Biomedical imaging data platform

Professional
Infrastructure
Medical Imaging
Unified ingestion and preprocessing platform for biomedical imaging at scale — sixteen multi-center datasets totaling 150K CT volumes, with automated annotation mapping across DICOM and NIfTI.
Published

August 1, 2022

AstraZeneca · Tooling & Infrastructure

Problem

Multi-center medical imaging data is fundamentally heterogeneous. A single research question — say, “train a lung tumor segmentation model robust to acquisition variability” — touches data from many sources: different hospitals, different scanner vendors, different annotation conventions, different file formats (DICOM, NIfTI), different metadata schemas.

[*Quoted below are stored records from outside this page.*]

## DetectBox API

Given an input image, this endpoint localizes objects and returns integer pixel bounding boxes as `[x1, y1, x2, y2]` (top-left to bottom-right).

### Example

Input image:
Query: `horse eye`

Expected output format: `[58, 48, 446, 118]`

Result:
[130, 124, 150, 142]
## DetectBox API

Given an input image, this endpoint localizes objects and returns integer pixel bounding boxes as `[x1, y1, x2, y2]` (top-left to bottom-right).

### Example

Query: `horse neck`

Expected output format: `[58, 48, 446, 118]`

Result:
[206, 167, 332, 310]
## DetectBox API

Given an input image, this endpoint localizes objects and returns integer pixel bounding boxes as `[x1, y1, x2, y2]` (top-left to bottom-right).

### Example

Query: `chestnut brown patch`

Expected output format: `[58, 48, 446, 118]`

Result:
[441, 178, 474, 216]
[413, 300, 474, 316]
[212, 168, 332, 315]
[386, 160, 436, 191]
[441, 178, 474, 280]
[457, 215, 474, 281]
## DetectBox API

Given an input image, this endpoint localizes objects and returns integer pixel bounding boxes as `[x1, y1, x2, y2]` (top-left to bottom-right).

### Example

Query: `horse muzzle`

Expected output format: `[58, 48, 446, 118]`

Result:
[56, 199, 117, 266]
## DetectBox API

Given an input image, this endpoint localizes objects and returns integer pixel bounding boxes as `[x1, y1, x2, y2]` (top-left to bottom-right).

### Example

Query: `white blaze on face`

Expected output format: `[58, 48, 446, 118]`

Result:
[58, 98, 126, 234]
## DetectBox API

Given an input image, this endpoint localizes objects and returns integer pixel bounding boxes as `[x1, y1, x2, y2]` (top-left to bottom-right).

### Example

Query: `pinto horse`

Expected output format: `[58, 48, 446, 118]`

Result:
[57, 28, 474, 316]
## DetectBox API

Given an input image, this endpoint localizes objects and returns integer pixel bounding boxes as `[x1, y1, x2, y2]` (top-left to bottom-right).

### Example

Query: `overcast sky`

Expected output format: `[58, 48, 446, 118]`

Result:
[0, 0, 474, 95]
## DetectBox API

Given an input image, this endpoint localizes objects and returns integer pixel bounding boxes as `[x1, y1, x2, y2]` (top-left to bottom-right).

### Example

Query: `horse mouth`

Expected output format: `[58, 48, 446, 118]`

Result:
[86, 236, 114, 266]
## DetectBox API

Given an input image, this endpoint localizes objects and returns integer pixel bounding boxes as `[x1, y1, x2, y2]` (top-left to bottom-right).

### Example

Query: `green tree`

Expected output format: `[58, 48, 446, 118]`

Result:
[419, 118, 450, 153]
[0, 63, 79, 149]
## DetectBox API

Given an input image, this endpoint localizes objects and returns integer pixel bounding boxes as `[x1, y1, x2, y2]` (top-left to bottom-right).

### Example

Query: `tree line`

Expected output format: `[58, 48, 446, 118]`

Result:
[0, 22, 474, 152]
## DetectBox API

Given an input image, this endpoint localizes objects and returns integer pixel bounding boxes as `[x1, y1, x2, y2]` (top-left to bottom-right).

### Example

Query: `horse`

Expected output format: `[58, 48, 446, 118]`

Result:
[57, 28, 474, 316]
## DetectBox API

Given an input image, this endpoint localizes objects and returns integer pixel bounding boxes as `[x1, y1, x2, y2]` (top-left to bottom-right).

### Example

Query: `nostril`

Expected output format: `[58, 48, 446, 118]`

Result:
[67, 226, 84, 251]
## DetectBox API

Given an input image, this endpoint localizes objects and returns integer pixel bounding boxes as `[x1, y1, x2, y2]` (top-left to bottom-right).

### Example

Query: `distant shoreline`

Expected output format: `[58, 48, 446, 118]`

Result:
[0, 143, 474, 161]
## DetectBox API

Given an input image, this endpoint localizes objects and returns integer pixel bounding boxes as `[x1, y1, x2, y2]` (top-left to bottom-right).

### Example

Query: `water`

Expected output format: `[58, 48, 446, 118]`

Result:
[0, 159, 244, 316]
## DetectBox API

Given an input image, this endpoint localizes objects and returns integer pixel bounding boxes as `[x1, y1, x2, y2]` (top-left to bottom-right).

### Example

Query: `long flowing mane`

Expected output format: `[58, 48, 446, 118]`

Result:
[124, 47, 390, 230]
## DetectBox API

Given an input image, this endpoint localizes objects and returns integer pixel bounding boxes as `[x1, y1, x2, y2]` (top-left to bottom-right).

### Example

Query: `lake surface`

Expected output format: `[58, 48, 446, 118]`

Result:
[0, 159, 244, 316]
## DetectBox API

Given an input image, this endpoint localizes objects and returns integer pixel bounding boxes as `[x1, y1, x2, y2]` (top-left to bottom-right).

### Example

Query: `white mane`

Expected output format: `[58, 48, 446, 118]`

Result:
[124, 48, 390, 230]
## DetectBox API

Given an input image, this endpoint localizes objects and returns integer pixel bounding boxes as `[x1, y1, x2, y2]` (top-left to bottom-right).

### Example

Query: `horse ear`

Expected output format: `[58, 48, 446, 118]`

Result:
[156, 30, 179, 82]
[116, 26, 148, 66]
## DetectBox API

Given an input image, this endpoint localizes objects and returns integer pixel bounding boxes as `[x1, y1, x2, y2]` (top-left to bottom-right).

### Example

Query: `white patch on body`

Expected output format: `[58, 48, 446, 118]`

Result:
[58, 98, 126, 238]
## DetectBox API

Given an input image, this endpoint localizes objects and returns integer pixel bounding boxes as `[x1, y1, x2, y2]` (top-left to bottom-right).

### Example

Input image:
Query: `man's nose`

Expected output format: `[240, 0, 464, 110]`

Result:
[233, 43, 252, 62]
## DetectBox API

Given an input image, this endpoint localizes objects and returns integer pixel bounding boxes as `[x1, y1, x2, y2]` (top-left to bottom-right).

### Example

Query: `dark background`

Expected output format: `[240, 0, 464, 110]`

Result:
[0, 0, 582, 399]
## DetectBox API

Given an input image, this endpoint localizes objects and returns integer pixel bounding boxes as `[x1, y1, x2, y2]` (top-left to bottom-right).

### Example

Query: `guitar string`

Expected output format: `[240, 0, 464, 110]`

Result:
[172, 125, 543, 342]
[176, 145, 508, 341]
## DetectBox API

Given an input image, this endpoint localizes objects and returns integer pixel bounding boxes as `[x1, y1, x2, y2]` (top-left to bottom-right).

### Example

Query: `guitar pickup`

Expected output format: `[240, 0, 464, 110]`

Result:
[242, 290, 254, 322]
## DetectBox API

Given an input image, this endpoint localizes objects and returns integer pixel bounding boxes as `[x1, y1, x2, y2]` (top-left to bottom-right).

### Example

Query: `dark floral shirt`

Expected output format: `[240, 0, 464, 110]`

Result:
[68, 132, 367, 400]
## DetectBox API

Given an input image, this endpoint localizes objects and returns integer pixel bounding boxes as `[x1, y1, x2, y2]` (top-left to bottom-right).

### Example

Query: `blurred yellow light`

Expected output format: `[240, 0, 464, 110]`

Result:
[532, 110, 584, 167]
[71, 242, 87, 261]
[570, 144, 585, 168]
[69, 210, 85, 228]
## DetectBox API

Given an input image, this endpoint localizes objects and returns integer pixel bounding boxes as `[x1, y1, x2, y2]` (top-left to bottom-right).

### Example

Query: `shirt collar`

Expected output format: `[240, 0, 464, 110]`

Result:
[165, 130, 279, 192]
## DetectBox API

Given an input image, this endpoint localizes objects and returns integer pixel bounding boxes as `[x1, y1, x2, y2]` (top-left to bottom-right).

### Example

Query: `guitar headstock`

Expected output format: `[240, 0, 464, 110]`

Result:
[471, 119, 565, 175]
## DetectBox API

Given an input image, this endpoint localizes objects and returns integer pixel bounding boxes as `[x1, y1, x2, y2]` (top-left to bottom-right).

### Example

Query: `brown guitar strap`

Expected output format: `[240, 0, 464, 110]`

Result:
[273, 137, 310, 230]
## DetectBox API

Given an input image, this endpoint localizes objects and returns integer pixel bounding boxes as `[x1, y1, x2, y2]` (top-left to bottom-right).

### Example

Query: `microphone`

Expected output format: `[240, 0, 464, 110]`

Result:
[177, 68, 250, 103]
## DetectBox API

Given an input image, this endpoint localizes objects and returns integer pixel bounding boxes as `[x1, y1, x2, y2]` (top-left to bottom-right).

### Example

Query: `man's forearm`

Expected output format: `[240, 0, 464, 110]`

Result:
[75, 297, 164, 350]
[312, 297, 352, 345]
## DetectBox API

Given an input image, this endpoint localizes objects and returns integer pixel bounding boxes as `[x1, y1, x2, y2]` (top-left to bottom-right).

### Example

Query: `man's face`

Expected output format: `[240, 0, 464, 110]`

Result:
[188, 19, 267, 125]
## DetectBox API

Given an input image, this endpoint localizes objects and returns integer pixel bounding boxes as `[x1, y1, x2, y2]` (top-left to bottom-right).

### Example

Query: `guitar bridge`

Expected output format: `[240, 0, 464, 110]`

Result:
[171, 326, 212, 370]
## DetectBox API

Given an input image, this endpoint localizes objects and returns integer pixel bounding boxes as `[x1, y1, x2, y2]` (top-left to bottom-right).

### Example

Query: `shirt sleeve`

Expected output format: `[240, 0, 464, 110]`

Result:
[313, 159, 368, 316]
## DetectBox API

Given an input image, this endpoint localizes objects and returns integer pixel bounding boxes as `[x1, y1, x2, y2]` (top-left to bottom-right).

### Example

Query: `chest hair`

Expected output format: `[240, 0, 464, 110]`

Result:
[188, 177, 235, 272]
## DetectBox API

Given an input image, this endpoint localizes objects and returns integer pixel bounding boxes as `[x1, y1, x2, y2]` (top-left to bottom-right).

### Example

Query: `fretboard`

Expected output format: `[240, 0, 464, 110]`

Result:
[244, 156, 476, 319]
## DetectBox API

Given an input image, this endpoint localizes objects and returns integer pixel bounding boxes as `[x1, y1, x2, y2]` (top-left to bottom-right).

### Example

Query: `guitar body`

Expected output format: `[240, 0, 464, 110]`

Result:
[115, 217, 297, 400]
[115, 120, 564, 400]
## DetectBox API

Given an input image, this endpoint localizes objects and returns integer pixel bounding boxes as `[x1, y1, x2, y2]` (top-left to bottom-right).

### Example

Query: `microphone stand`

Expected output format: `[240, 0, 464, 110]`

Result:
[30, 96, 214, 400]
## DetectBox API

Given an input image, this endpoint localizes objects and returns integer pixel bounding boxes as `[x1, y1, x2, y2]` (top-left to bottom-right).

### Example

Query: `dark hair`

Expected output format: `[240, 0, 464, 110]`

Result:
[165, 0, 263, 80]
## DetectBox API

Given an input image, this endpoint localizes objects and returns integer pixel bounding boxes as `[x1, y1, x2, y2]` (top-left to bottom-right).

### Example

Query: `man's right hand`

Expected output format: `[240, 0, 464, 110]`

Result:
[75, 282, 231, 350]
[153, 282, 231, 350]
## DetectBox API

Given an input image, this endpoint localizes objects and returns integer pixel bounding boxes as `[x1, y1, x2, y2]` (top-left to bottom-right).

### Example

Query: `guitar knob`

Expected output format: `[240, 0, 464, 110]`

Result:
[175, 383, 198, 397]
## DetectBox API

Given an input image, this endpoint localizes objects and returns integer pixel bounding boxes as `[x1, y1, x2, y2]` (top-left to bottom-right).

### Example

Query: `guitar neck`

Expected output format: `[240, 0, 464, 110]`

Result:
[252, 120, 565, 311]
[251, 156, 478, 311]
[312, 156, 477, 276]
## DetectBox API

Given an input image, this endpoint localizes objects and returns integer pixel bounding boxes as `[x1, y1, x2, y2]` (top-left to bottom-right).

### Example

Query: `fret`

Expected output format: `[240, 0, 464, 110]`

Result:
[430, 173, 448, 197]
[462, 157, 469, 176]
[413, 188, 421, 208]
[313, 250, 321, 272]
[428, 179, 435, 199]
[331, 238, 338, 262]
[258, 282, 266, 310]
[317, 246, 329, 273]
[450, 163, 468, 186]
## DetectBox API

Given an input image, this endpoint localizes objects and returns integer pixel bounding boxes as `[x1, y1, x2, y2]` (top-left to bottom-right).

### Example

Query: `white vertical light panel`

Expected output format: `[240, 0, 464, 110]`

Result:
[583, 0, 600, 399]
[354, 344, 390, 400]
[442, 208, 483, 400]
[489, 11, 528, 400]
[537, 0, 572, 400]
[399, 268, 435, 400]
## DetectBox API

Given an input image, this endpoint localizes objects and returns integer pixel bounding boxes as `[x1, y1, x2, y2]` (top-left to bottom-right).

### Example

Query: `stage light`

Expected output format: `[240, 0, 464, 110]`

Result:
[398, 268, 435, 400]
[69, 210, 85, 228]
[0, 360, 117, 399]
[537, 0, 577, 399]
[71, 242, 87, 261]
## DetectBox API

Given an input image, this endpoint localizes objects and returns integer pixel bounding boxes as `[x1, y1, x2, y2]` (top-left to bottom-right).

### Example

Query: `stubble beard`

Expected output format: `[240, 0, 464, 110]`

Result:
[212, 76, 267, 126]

Without a unified data layer, every new model or analysis re-implements ingestion and preprocessing from scratch, with subtle inconsistencies that compound across the team.

Approach

A unified data ingestion and preprocessing platform that standardizes:

  • File format normalization — DICOM and NIfTI volumes brought to a consistent on-disk representation with preserved provenance.
  • Annotation mapping — automatic mapping of thousands of annotation masks (segmentations, lesion bounding boxes, classifier labels) to the corresponding volumes, across diverse annotation file standards.
  • Metadata harmonization — schema unification across vendor-specific DICOM tag conventions, with explicit handling of missing or inconsistent fields.
  • Versioned snapshots — reproducible dataset definitions tied to experiments.

Result

Sixteen multi-center datasets ingested, totaling 150K CT volumes, with automated mapping of thousands of annotation masks. Adopted as the team’s standard data layer, reducing the time-to-experiment for new modeling work substantially.

Stack

Python, PyTorch, MONAI, ITK / SimpleITK for medical imaging I/O, custom metadata schema, internal annotation tooling.